Une puce photonique améliorée grâce à la lumière
La technologie tend toujours plus vers la miniaturisation et l’efficacité énergétique. Cela vaut également pour les puces électroniques. La lumière, et plus largement l’optique, sont fonctionnelles pour fabriquer des puces photoniques compactes et portables. Les chercheurs du laboratoire de systèmes photoniques, dirigé par la professeure Camille Brès, ont réussi à appliquer un nouveau principe pour induire de la non-linéarité optique du deuxième ordre à des puces en nitrure de silicium. Une première relatée dans la revue Nature Photonics.
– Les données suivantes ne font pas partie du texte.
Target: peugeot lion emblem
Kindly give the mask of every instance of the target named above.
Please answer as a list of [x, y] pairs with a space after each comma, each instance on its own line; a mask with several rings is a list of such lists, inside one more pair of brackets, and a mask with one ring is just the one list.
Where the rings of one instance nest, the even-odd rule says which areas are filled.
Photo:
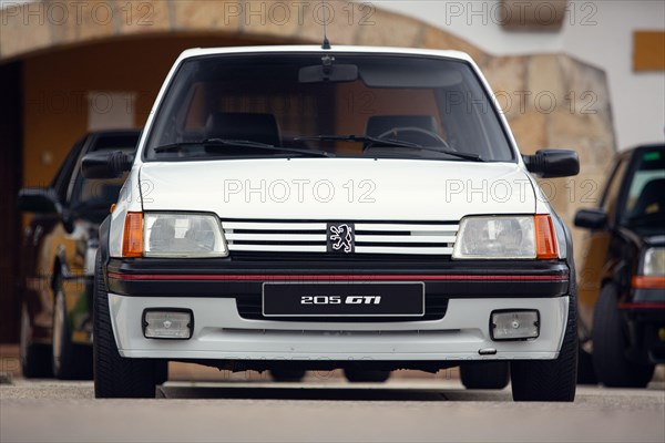
[[328, 253], [351, 254], [356, 249], [354, 225], [350, 223], [328, 224]]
Différentes couleurs de lumières
«Quand on utilise un pointeur laser de couleur verte par exemple, le laser lui-même n’est pas vert, car ceux-ci sont particulièrement difficiles à fabriquer. On a donc modifié la fréquence d’un laser existant. Celui-ci émet à une fréquence qui est la moitié de celle du vert, puis on la double en utilisant de la non-linéarité dans un cristal ce qui nous donne du vert. Notre étude consiste à intégrer cette fonctionnalité, mais sur des puces photoniques qui peuvent être fabriquées avec les techniques standards développées pour l’électronique (CMOS). Grâce à cela, nous pourrons générer de manière efficace et accordable différentes couleurs de lumières sur une puce», explique Camille Brès. Les puces photoniques actuelles compatibles avec les procédés CMOS utilisent des matériaux standards, tels que le silicium ou le nitrure de silicium, qui ne possèdent pas de non-linéarité de second ordre et ne sont donc pas capables intrinsèquement de transformer la lumière de cette façon. «Cela se révèle une barrière pour le progrès de la technologie», ajoute la professeure.
Un anneau amplificateur
Les scientifiques de la faculté des sciences et techniques de l’ingénieur ont développé une technique pour induire cette non-linéarité, soit le fait de recourir à des lumières modifiées là où il n’est normalement pas possible de le faire. De plus, pour que cette non-linéarité soit efficace, ils ont utilisé un résonateur, une structure en forme d’anneau qui amplifie les processus non linéaires subis par la lumière. Les résonateurs en nitrure de silicium, dont la technologie a été établie à l’EPFL et qui est maintenant commercialisée par Ligentec SA, offrent de très faibles pertes de telle sorte que la lumière y circule pendant très longtemps. «La non-linéarité vient de l’interaction entre la lumière et la matière. Cet échange doit être long si l’on veut que le processus soit efficace. Cependant, la puce est un petit objet sur lequel nous ne bénéficions pas de longues distances», explique Edgars Nitiss, doctorant et co-premier auteur de l’étude. La lumière introduite dans le résonateur devient alors prisonnière et parcours le temps nécessaire afin que la transaction soit augmentée.
Deux voitures sur l’autoroute
Grâce à cette technique, l’efficacité de la puce se trouve nettement améliorée. Mais une nouvelle contrainte s’impose. «Lorsque l’on utilise un résonateur, nous sommes limités en matière de couleurs disponibles», déclare Camille Brès. En effet, l’efficacité d’un effet non linéaire dépend également de l’accord de phase entre les différentes couleurs qui interagissent, alors qu’inéluctablement celles-ci ont différentes vitesses de propagation. «Exactement comme deux voitures sur l’autoroute. Nous voulons que celle sur la voie rapide ralentisse alors que l’autre accélère pour qu’elles puissent rouler l’une à côté de l’autre et ainsi interagir», illustre Jianqi Hu, doctorant et co-premier auteur de l’étude. Ceci n’est en général atteint que dans des cas très contraints dans un résonateur. Les chercheurs ont trouvé une solution pour éviter cette contrainte et proposer une plage de plusieurs couleurs malgré l’emploi du résonateur. Dans le résonateur, les ondes lumineuses se propagent, produisant une interaction cohérente qui modifie les propriétés du matériau. «Une auto-organisation de la structure se réalise de façon tout optique, et compense automatiquement le désaccord de phase, quelle que soit la couleur d’entrée, éliminant un obstacle propre aux résonateurs, mais tout en maintenant leur avantage», conclut Camille Brès.